The following contains spoilers for Resident Alien.
Most of the time, Resident Alien is a science fiction show that doesn’t lean all that hard into the sci-fi angle of its story. Sure, its main character is secretly an alien and the premise of the series involves him hiding that fact from those around him, but, for the most part, the stories the series choose to tell are distinctly human ones, about friendship, grief, love, and regret.
And, at first at least, season 2’s “The Alien Within” seems as though it will be no different, an hour that wrestles with everything from the effects of corporatization on small-town America and the need for environmental justice to the failures of a police department that wrongly accused a widow of her husband’s murder. But the episode ultimately pulls the rug out from us entirely, completely changing our understanding of season 2’s arc, and Harry’s larger journey.
The final moments of “The Alien Within” contain a one-two punch of shocking revelations: Not only has Harry come to care about Earth so much that he apparently spent hundreds of years trying to find a way to save it from the smoking ruin it is seemingly destined to become in just sixty short years, but he has attempted to do so by (somehow) traveling back to the past, becoming the being known as Goliath, and working to change his own future by sending his past self warnings. Given that Resident Alien has been a fairly low-key sort of science fiction series to date, watching it make a sudden hard turn into post-apocalyptic time travel is kind of a lot to process. Though it does, in its way, make a strange kind of sense.
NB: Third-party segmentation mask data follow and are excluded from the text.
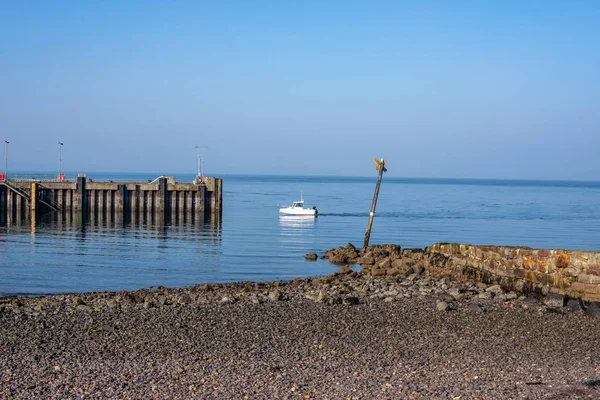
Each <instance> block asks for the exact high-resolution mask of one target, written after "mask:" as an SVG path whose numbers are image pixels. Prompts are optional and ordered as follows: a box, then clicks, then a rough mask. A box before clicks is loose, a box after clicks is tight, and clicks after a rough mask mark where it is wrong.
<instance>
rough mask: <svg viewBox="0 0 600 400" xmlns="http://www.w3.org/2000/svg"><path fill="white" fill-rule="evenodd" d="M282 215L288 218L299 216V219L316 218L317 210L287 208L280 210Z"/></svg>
mask: <svg viewBox="0 0 600 400" xmlns="http://www.w3.org/2000/svg"><path fill="white" fill-rule="evenodd" d="M279 214H280V215H287V216H298V217H316V216H317V210H312V209H306V208H297V207H287V208H280V209H279Z"/></svg>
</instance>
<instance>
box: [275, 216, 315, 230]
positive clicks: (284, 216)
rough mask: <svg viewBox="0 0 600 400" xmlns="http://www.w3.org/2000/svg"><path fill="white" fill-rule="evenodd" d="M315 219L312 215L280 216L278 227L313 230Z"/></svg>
mask: <svg viewBox="0 0 600 400" xmlns="http://www.w3.org/2000/svg"><path fill="white" fill-rule="evenodd" d="M315 221H316V218H315V217H314V216H313V215H280V216H279V225H280V226H281V227H285V228H299V229H304V228H313V227H314V226H315Z"/></svg>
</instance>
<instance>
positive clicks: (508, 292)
mask: <svg viewBox="0 0 600 400" xmlns="http://www.w3.org/2000/svg"><path fill="white" fill-rule="evenodd" d="M518 297H519V296H517V294H516V293H515V292H508V293H506V295H504V298H505V300H507V301H508V300H514V299H516V298H518Z"/></svg>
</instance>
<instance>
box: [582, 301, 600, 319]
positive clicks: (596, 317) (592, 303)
mask: <svg viewBox="0 0 600 400" xmlns="http://www.w3.org/2000/svg"><path fill="white" fill-rule="evenodd" d="M584 306H585V314H586V315H587V316H590V317H595V318H598V317H600V303H598V302H592V303H587V302H585V303H584Z"/></svg>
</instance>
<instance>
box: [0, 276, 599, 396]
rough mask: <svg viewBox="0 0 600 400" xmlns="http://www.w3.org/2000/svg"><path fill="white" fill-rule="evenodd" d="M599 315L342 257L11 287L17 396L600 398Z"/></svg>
mask: <svg viewBox="0 0 600 400" xmlns="http://www.w3.org/2000/svg"><path fill="white" fill-rule="evenodd" d="M598 332H600V318H596V317H592V316H589V315H586V314H585V313H584V312H582V311H581V310H574V309H570V308H568V307H562V304H559V305H553V304H545V303H544V301H543V300H538V299H532V298H526V297H524V296H518V295H517V294H515V293H512V292H505V291H503V290H502V288H500V287H498V286H493V285H491V286H490V285H485V284H482V283H475V282H462V283H456V282H451V281H448V280H446V279H433V278H431V277H428V276H426V275H424V274H421V275H419V274H411V275H409V276H394V277H390V276H382V277H374V276H371V275H369V274H367V273H364V272H363V273H361V272H355V271H352V270H351V269H349V268H344V267H342V268H340V270H339V272H337V273H334V274H332V275H331V276H328V277H320V278H316V279H305V280H299V279H298V280H294V281H290V282H271V283H249V282H242V283H237V284H227V285H203V286H195V287H192V288H186V289H166V288H158V289H148V290H140V291H134V292H121V293H92V294H84V295H60V296H49V297H39V298H3V299H0V354H1V356H0V398H2V399H32V398H40V399H41V398H44V399H47V398H61V399H90V398H98V399H100V398H116V399H155V398H156V399H166V398H169V399H191V398H194V399H431V398H434V399H498V398H510V399H565V398H573V399H576V398H580V399H585V398H590V399H591V398H599V397H600V335H599V334H598Z"/></svg>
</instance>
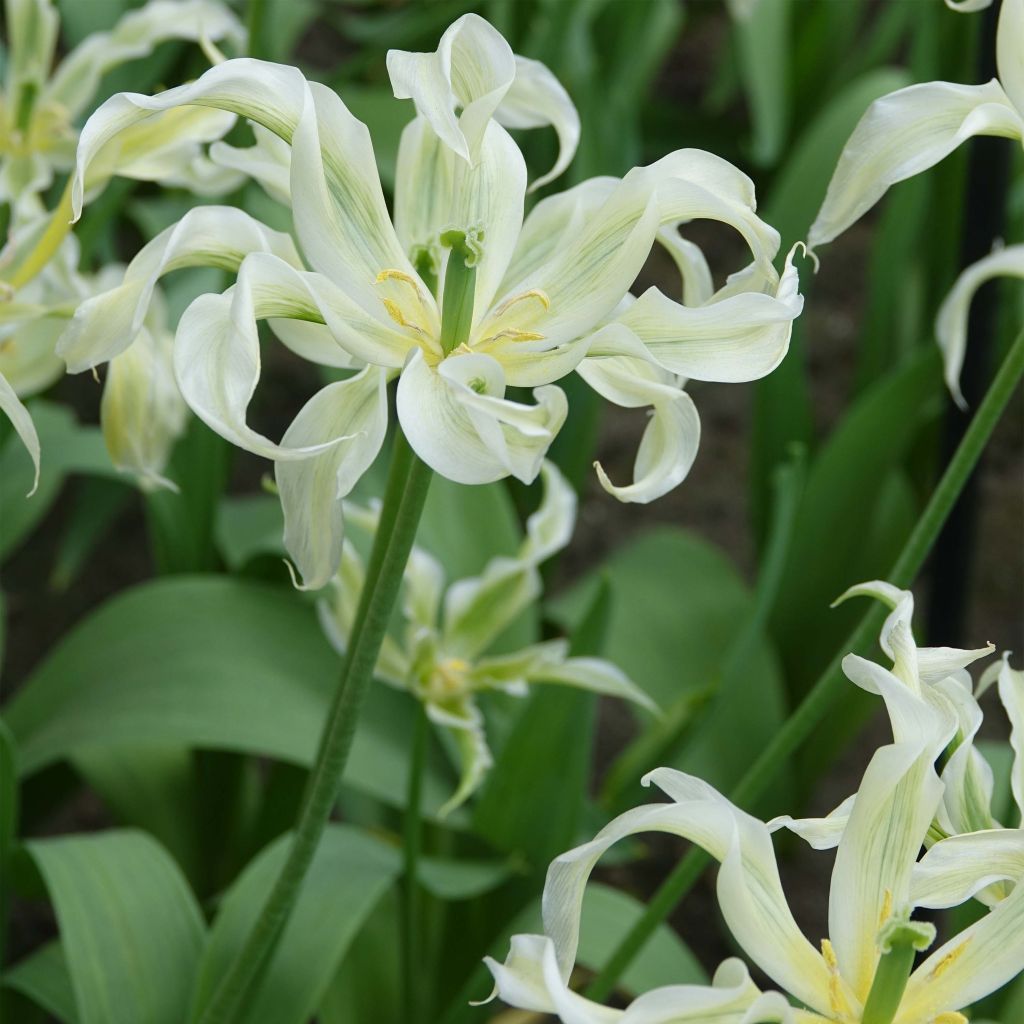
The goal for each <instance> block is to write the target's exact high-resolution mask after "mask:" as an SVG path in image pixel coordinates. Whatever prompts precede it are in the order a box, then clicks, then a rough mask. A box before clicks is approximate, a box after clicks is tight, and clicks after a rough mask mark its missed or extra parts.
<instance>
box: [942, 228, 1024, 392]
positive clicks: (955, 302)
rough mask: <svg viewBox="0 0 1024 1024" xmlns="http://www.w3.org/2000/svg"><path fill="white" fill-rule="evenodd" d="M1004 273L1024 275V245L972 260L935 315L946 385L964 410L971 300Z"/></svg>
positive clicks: (1018, 246)
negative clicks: (964, 374) (967, 348)
mask: <svg viewBox="0 0 1024 1024" xmlns="http://www.w3.org/2000/svg"><path fill="white" fill-rule="evenodd" d="M1001 276H1014V278H1024V246H1009V247H1008V248H1006V249H999V250H996V251H995V252H993V253H992V254H991V255H990V256H986V257H984V259H980V260H978V262H977V263H972V264H971V265H970V266H969V267H968V268H967V269H966V270H964V272H963V273H961V275H959V276H958V278H957V279H956V282H955V284H954V285H953V287H952V289H951V290H950V292H949V294H948V295H947V296H946V297H945V299H944V300H943V302H942V305H941V306H940V307H939V313H938V315H937V316H936V318H935V337H936V339H937V340H938V343H939V349H940V351H941V352H942V366H943V374H944V376H945V380H946V387H948V388H949V393H950V394H951V395H952V396H953V399H954V400H955V402H956V404H957V406H959V408H961V409H967V401H965V399H964V394H963V392H962V391H961V387H959V377H961V371H962V370H963V369H964V357H965V355H966V353H967V341H968V338H967V325H968V316H969V314H970V311H971V303H972V301H973V300H974V296H975V293H976V292H977V291H978V289H979V288H980V287H981V286H982V285H983V284H985V282H986V281H990V280H991V279H992V278H1001Z"/></svg>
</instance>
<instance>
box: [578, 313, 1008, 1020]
mask: <svg viewBox="0 0 1024 1024" xmlns="http://www.w3.org/2000/svg"><path fill="white" fill-rule="evenodd" d="M1022 375H1024V331H1022V332H1021V333H1020V334H1019V335H1018V336H1017V339H1016V341H1014V343H1013V346H1012V347H1011V349H1010V351H1009V353H1008V354H1007V357H1006V359H1005V360H1004V362H1002V366H1001V367H1000V368H999V372H998V373H997V374H996V375H995V379H994V380H993V381H992V384H991V386H990V387H989V389H988V393H987V394H986V395H985V397H984V399H983V401H982V402H981V404H980V406H979V407H978V412H977V413H976V414H975V416H974V419H973V420H972V421H971V425H970V426H969V427H968V429H967V432H966V433H965V434H964V438H963V440H962V441H961V443H959V446H958V447H957V449H956V452H955V453H954V454H953V457H952V459H951V460H950V462H949V465H948V466H947V467H946V471H945V472H944V473H943V474H942V478H941V479H940V480H939V482H938V484H937V485H936V487H935V490H934V493H933V494H932V498H931V500H930V501H929V503H928V506H927V508H926V509H925V511H924V513H923V514H922V516H921V518H920V519H919V520H918V523H916V525H915V526H914V528H913V532H912V534H911V535H910V537H909V538H908V539H907V542H906V544H905V545H904V547H903V550H902V552H901V553H900V556H899V558H898V559H897V560H896V564H895V565H894V566H893V568H892V571H891V572H890V573H889V578H888V579H889V582H890V583H892V584H894V585H895V586H897V587H909V586H910V584H911V583H912V582H913V579H914V578H915V577H916V574H918V572H919V571H920V570H921V566H922V564H923V563H924V561H925V558H926V557H927V556H928V553H929V551H930V550H931V548H932V545H933V544H934V543H935V539H936V537H938V535H939V531H940V530H941V529H942V525H943V523H944V522H945V521H946V519H947V517H948V516H949V512H950V510H951V509H952V507H953V505H954V504H955V502H956V499H957V497H958V496H959V493H961V492H962V490H963V489H964V485H965V483H967V480H968V477H970V475H971V473H972V471H973V470H974V467H975V466H976V465H977V463H978V459H979V458H980V457H981V453H982V452H983V451H984V447H985V444H986V443H987V441H988V438H989V436H990V435H991V433H992V430H993V429H994V427H995V424H996V423H997V422H998V420H999V417H1000V415H1001V414H1002V411H1004V409H1006V406H1007V402H1008V401H1009V400H1010V396H1011V395H1012V394H1013V392H1014V388H1016V386H1017V384H1018V383H1019V382H1020V379H1021V376H1022ZM886 614H887V609H886V608H885V607H884V606H883V605H881V604H878V603H874V604H873V605H872V607H871V609H870V610H869V611H868V612H866V613H865V615H864V617H863V618H861V621H860V625H859V626H858V627H857V628H856V630H854V632H853V633H851V634H850V636H849V637H848V638H847V641H846V643H844V644H843V646H842V647H841V648H840V653H838V654H837V655H836V656H835V657H834V658H833V660H831V662H830V663H829V665H828V667H827V668H826V669H825V671H824V672H823V673H822V675H821V676H820V677H819V678H818V680H817V682H816V683H815V684H814V686H813V687H812V689H811V690H810V691H809V692H808V694H807V696H806V697H804V700H803V701H802V703H801V705H800V707H799V708H797V710H796V711H795V712H794V713H793V715H791V716H790V718H788V719H787V720H786V721H785V724H784V725H783V726H782V727H781V728H780V729H779V731H778V732H777V733H775V735H774V737H773V738H772V740H771V742H770V743H768V745H767V746H766V748H765V749H764V750H763V751H762V752H761V755H760V757H758V758H757V760H756V761H755V762H754V764H753V765H751V767H750V768H749V769H748V770H746V773H745V774H744V775H743V777H742V778H741V779H740V780H739V782H738V783H737V785H736V786H735V788H734V790H733V791H732V793H731V794H729V797H730V799H731V800H732V801H733V803H735V804H737V805H738V806H740V807H744V806H750V805H751V804H753V803H754V801H756V800H757V799H758V798H759V797H760V796H761V795H762V794H763V793H764V791H765V788H766V787H767V786H768V785H769V783H770V782H771V781H772V780H773V779H774V778H775V776H776V775H777V774H778V771H779V769H780V768H781V767H782V765H784V764H786V763H787V762H788V760H790V758H791V757H792V756H793V755H794V754H795V753H796V751H797V749H798V748H799V746H800V744H801V743H802V742H803V741H804V740H805V739H806V738H807V737H808V736H809V735H810V734H811V732H812V731H813V730H814V727H815V726H816V725H817V723H818V722H819V721H820V720H821V719H822V718H823V717H824V715H825V713H826V712H827V711H828V709H829V708H830V707H831V705H833V701H834V700H835V699H836V697H837V695H838V694H839V693H840V691H841V690H842V689H843V687H844V685H846V677H845V676H844V675H843V657H844V656H845V655H846V653H847V652H848V651H858V650H865V649H867V648H868V646H869V645H870V643H871V641H872V640H873V639H874V638H876V637H877V636H878V633H879V630H880V629H881V628H882V624H883V622H884V621H885V616H886ZM710 860H711V858H710V857H709V856H708V854H706V853H705V852H703V851H702V850H698V849H694V850H691V851H690V852H689V853H688V854H687V855H686V856H685V857H684V858H683V859H682V860H681V861H680V862H679V863H678V864H677V865H676V867H675V869H674V870H673V871H672V873H671V874H670V876H669V877H668V878H667V879H666V880H665V882H663V883H662V885H660V887H659V888H658V890H657V891H656V892H655V893H654V895H653V896H652V897H651V899H650V902H649V903H648V904H647V908H646V910H645V911H644V913H643V914H642V916H640V918H639V919H638V921H637V922H636V924H635V925H634V926H633V928H632V929H631V930H630V931H629V933H628V934H627V935H626V937H625V938H624V939H623V941H622V942H621V943H620V945H618V947H617V948H616V949H615V951H614V952H613V953H612V954H611V957H610V958H609V961H608V963H607V964H606V965H605V967H604V970H603V971H601V973H600V974H599V975H598V976H597V978H595V979H594V981H593V983H592V984H591V985H590V987H589V988H588V989H587V995H588V996H589V997H590V998H592V999H596V1000H599V1001H600V1000H603V999H606V998H607V997H608V995H610V993H611V992H612V990H613V989H614V987H615V984H616V983H617V981H618V979H620V978H621V977H622V975H623V972H624V971H625V970H626V969H627V968H628V967H629V966H630V964H632V963H633V958H634V957H635V956H636V955H637V953H639V952H640V950H641V949H642V948H643V947H644V945H645V944H646V942H647V940H648V939H649V938H650V936H651V934H652V933H653V931H654V929H655V928H656V927H657V926H658V925H659V924H660V923H662V922H663V921H664V920H665V919H666V918H668V916H669V914H670V913H671V912H672V910H673V909H674V908H675V907H676V905H677V904H678V903H679V901H680V900H681V899H682V898H683V897H684V896H685V895H686V894H687V893H688V892H689V891H690V889H691V888H692V887H693V885H694V883H695V882H696V881H697V879H698V878H699V877H700V874H701V872H702V871H703V869H705V867H707V865H708V863H709V861H710Z"/></svg>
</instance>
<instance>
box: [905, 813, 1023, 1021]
mask: <svg viewBox="0 0 1024 1024" xmlns="http://www.w3.org/2000/svg"><path fill="white" fill-rule="evenodd" d="M1007 834H1009V835H1007ZM947 844H949V845H948V846H947ZM1022 857H1024V834H1022V833H1020V831H1018V830H1016V829H997V830H995V831H990V833H976V834H973V835H971V836H956V837H953V838H952V839H948V840H943V841H942V842H941V843H936V845H935V846H934V847H932V849H931V850H930V851H929V852H928V853H927V854H926V855H925V857H924V858H923V860H922V862H921V865H919V868H918V870H916V872H915V880H916V883H918V888H919V893H920V896H921V899H922V901H923V905H938V906H947V905H950V902H949V901H950V900H951V901H952V903H959V902H963V901H964V900H966V899H968V898H969V897H970V895H971V893H972V891H976V889H975V887H976V886H979V885H987V884H990V883H991V882H992V881H993V880H994V879H995V878H996V877H1001V878H1007V877H1008V874H1009V872H1010V871H1011V870H1013V865H1014V864H1016V869H1017V873H1016V879H1017V880H1019V879H1020V877H1021V876H1020V869H1021V864H1022ZM930 858H932V859H931V862H930ZM1022 968H1024V885H1021V883H1020V881H1017V883H1016V885H1015V887H1014V890H1013V892H1011V893H1010V895H1009V896H1007V897H1006V899H1004V900H1000V901H999V902H998V903H997V904H996V905H995V906H994V907H993V908H992V909H991V910H989V911H988V913H986V914H985V916H984V918H982V919H981V920H980V921H978V922H975V924H973V925H971V926H970V927H969V928H966V929H965V930H964V931H963V932H961V933H959V934H958V935H956V936H954V937H953V938H952V939H950V940H949V941H948V942H946V943H944V944H943V945H941V946H939V948H938V949H936V950H935V951H934V952H933V953H932V954H931V955H930V956H929V957H928V958H927V959H926V961H925V962H924V963H923V964H921V965H920V966H919V967H918V969H916V970H915V971H914V972H913V974H912V975H911V976H910V979H909V981H908V982H907V986H906V990H905V991H904V993H903V999H902V1001H901V1004H900V1012H899V1014H898V1016H897V1018H896V1024H914V1022H916V1021H920V1020H926V1021H930V1020H932V1019H933V1018H934V1017H936V1016H938V1014H940V1013H942V1012H951V1011H956V1010H959V1009H962V1008H963V1007H968V1006H970V1005H971V1004H973V1002H976V1001H977V1000H978V999H980V998H983V997H984V996H985V995H988V993H989V992H994V991H995V990H996V989H997V988H1000V987H1001V986H1002V985H1005V984H1006V983H1007V982H1008V981H1010V980H1012V979H1013V978H1015V977H1017V976H1018V975H1019V974H1020V973H1021V970H1022Z"/></svg>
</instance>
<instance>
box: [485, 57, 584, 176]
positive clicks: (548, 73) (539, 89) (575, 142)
mask: <svg viewBox="0 0 1024 1024" xmlns="http://www.w3.org/2000/svg"><path fill="white" fill-rule="evenodd" d="M495 118H496V119H497V120H498V122H499V123H500V124H503V125H505V127H506V128H543V127H545V126H546V125H551V126H552V127H553V128H554V129H555V131H556V132H557V133H558V159H557V160H556V161H555V166H554V167H552V168H551V170H550V171H548V173H547V174H544V175H542V176H541V177H539V178H538V179H537V180H536V181H535V182H534V183H532V184H531V185H530V186H529V190H530V191H534V190H535V189H536V188H540V187H541V186H542V185H546V184H547V183H548V182H549V181H553V180H554V179H555V178H557V177H558V175H559V174H561V173H562V171H564V170H565V168H566V167H568V166H569V164H570V163H571V161H572V157H573V155H574V154H575V150H577V146H578V145H579V144H580V115H579V114H578V113H577V109H575V106H573V104H572V100H571V99H570V98H569V94H568V93H567V92H566V91H565V89H564V88H563V87H562V84H561V82H559V81H558V79H557V78H555V76H554V75H553V74H552V73H551V72H550V71H549V70H548V68H547V67H545V66H544V65H543V63H541V61H540V60H531V59H530V58H529V57H520V56H518V55H517V56H516V58H515V80H514V81H513V82H512V87H511V88H510V89H509V91H508V92H507V93H506V94H505V98H504V99H503V100H502V101H501V103H500V105H499V108H498V110H497V112H496V113H495Z"/></svg>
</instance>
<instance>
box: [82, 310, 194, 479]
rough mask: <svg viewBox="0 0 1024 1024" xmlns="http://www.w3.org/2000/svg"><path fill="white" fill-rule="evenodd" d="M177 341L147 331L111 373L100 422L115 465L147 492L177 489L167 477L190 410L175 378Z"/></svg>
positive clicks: (159, 331)
mask: <svg viewBox="0 0 1024 1024" xmlns="http://www.w3.org/2000/svg"><path fill="white" fill-rule="evenodd" d="M173 344H174V341H173V337H172V336H171V335H170V334H169V333H166V332H163V331H158V332H153V331H150V330H148V329H147V328H145V327H143V328H141V329H140V330H139V332H138V335H137V337H136V340H135V344H134V345H132V346H131V348H129V349H128V350H127V351H124V352H122V353H121V354H120V355H118V356H117V357H116V358H114V359H112V360H111V364H110V366H109V367H108V369H106V381H105V383H104V385H103V397H102V400H101V401H100V406H99V423H100V426H101V427H102V430H103V440H104V441H105V442H106V451H108V452H109V453H110V455H111V461H112V462H113V463H114V465H115V466H116V467H117V468H118V469H120V470H123V471H125V472H128V473H132V474H134V475H135V476H136V478H137V479H138V482H139V485H140V486H141V487H142V488H143V489H152V488H154V487H170V488H171V489H175V490H176V489H177V487H176V486H175V485H174V484H173V483H172V482H171V481H170V480H167V479H166V478H165V477H164V475H163V473H164V468H165V467H166V466H167V460H168V458H169V457H170V454H171V449H172V446H173V445H174V441H175V440H177V438H178V437H179V436H180V435H181V432H182V430H183V429H184V426H185V419H186V415H187V408H186V407H185V402H184V399H183V398H182V397H181V392H180V391H178V386H177V384H176V383H175V380H174V367H173V362H172V354H171V353H172V348H173Z"/></svg>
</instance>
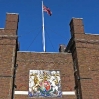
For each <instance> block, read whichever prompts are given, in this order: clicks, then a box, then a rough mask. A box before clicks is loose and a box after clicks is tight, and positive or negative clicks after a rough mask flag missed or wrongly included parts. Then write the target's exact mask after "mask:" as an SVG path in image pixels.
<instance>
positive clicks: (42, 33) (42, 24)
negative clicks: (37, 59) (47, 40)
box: [42, 0, 46, 52]
mask: <svg viewBox="0 0 99 99" xmlns="http://www.w3.org/2000/svg"><path fill="white" fill-rule="evenodd" d="M42 37H43V41H42V43H43V51H44V52H46V49H45V29H44V11H43V0H42Z"/></svg>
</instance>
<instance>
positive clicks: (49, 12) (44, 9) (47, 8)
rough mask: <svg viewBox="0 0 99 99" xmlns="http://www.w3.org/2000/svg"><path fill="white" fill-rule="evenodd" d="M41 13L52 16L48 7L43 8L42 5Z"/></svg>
mask: <svg viewBox="0 0 99 99" xmlns="http://www.w3.org/2000/svg"><path fill="white" fill-rule="evenodd" d="M43 11H44V12H46V13H47V14H48V15H50V16H51V15H52V12H51V10H50V9H49V8H48V7H46V6H44V5H43Z"/></svg>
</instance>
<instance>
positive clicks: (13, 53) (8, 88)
mask: <svg viewBox="0 0 99 99" xmlns="http://www.w3.org/2000/svg"><path fill="white" fill-rule="evenodd" d="M9 16H10V17H9ZM13 17H17V18H18V15H16V14H7V21H10V20H12V19H13ZM17 18H15V19H16V22H15V25H16V27H17V23H18V20H17ZM8 24H9V27H7V28H4V29H0V99H11V98H12V89H13V70H14V64H15V57H16V43H17V42H16V39H17V37H16V35H15V34H16V32H12V30H13V31H17V28H15V29H14V28H12V24H10V22H9V23H6V26H8ZM13 25H14V24H13ZM8 31H9V32H8Z"/></svg>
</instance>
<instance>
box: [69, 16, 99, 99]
mask: <svg viewBox="0 0 99 99" xmlns="http://www.w3.org/2000/svg"><path fill="white" fill-rule="evenodd" d="M70 26H71V33H72V35H71V36H72V39H71V44H70V43H69V44H70V45H71V46H70V45H68V46H70V47H68V48H69V49H70V50H71V52H72V56H73V61H74V62H75V60H76V68H77V71H76V73H75V82H76V86H77V88H76V90H77V93H78V94H79V95H80V99H99V84H98V83H99V35H89V34H84V28H83V24H82V19H76V18H74V19H72V21H71V23H70ZM68 48H67V49H68ZM75 53H76V54H75ZM77 77H79V79H78V78H77ZM78 90H79V92H78ZM79 95H78V99H79Z"/></svg>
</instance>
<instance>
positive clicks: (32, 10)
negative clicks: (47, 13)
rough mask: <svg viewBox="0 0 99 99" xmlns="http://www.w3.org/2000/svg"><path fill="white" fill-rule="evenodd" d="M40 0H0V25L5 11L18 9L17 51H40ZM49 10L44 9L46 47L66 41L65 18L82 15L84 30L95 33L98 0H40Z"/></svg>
mask: <svg viewBox="0 0 99 99" xmlns="http://www.w3.org/2000/svg"><path fill="white" fill-rule="evenodd" d="M41 1H42V0H0V28H4V26H5V18H6V13H7V12H9V13H19V26H18V36H19V43H20V50H21V51H36V52H43V47H42V9H41V7H42V5H41ZM43 1H44V5H46V6H47V7H49V8H50V9H51V11H52V13H53V14H52V16H48V15H47V14H46V13H44V19H45V37H46V38H45V39H46V51H47V52H58V49H59V45H60V44H65V45H67V44H68V41H69V39H70V27H69V22H70V20H71V18H72V17H75V18H83V23H84V30H85V33H92V34H99V0H43Z"/></svg>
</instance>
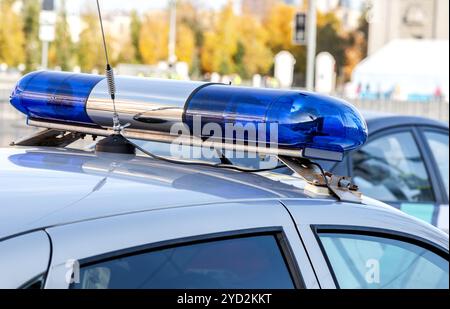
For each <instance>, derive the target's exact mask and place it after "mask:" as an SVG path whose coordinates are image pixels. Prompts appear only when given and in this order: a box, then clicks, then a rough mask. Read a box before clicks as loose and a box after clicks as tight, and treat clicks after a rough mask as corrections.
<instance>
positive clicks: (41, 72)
mask: <svg viewBox="0 0 450 309" xmlns="http://www.w3.org/2000/svg"><path fill="white" fill-rule="evenodd" d="M102 79H103V77H102V76H97V75H89V74H76V73H66V72H52V71H38V72H33V73H30V74H28V75H26V76H24V77H23V78H22V79H21V80H20V81H19V83H18V84H17V86H16V88H15V89H14V91H13V93H12V95H11V104H12V105H14V107H16V108H17V109H18V110H20V111H21V112H23V113H24V114H26V115H27V116H28V117H30V118H37V119H48V120H59V121H66V122H67V121H68V122H77V123H85V124H93V122H92V120H91V119H90V118H89V116H88V114H87V113H86V101H87V99H88V97H89V94H90V93H91V90H92V89H93V88H94V86H95V85H96V84H97V83H98V82H99V81H100V80H102Z"/></svg>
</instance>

True, the revelation that a future version of Harry is Goliath is a big deal, as is the fact that he actually did father the alien hybrid child he’s been so desperately trying to find and did have a functional romance with a human woman he seemed to have genuinely cared for. (At least, if Violinda’s own commentary about her relationship with him is to be believed.) But, truly—time travel and portals and ominous alien messages hidden in paintings aside—isn’t this sort of always what Harry’s been heading toward?
fter all, one of the biggest conflicts at the heart of Resident Alien is the question of Harry’s humanity. Though the disguised alien frequently (and several times in this very episode) insists that humans and their messy emotional ways disgust him and declares that he’s still as other-–and otherworldly—as he’s ever been, his behavior up until this point doesn’t exactly bear that claim out. Sure, the show is clear that Harry’s growing understanding of human emotions like love, anger, and fear is often occurring despite his best efforts or even, in some cases, his own awareness of them, but it seems impossible to argue anymore that he is somehow unaffected by those around him. He cares about Asta, but more than that, he cares about the other people of Patience, above and apart from the ways they impact his supposed “mission” even if he can’t entirely figure out why.
In this episode, we see Harry (repeatedly!) experience sincere sympathy for and demonstrate care toward others, even those he would argue he doesn’t like. He tries—and fails miserably—to return to living life in his alien form. He seems genuinely hurt when the alien baby doesn’t immediately choose to respond to his alien call over Sahar’s human one. Heck, he even likes Halloween!
“Look at what happened to Goliath,” Asta tells Harry before they’ve figured out that Harry is Goliath. “He was an alien and look how human he became.” And though Harry insists that he will be an alien for as long as he is on Earth, because that’s who he is on the inside, this entire episode—heck, most of this series—is essentially about how very wrong that assumption is.
Because, in many ways, that’s what “The Alien Within” is all about—what we’re all looking for, whether we’re humans or aliens or townies or transplants—is somewhere to belong. D’Arcy doesn’t know who she is if she can’t ski, which is why the thought of another injury is so terrifying to her. Sheriff Mike questions whether he can ever be happy in a place like Patience when he still sometimes longs for the bustle of Washington, D.C.. Ben is desperate to leave his mark on the town beyond the fact of his last name and earn the respect of those that live there. Kate, possibly for the first time, finally feels at home in Patience (thanks to the supportive girl gang of female friends she’s found there). And Harry has genuinely made a place for himself amongst the group of misfits and outcasts of this town, simply by being himself. (Well, as much himself as he can be while wearing a human suit, but you know, details.)
Stories that involve time travel almost always come complete with a series of dire warnings about the possibility of multiple versions of the same person interacting, predicting that time paradoxes or other similar potentially apocalyptic events will occur in their wake. Since Harry and Goliath technically never met, Resident Alien has neatly dodged the need for that particularly sci-fi trope, and the question we’re left with is (unsurprisingly) a largely emotional one. Because Harry, at this point in his journey, is still incredibly resistant to the idea that he might be experiencing human emotions and real connections, now knows for sure that he cares enough about Earth and its people to risk himself and whatever future he has or will make in order to save them.
That he will—technically he already has-–father a child with one of them. That the alien baby the government kidnapped is actually his child. How will this foreknowledge affect him? Can better understanding the full extent of his embrace of humanity now help him to make better choices in the future? Or just different ones on the way to the same place?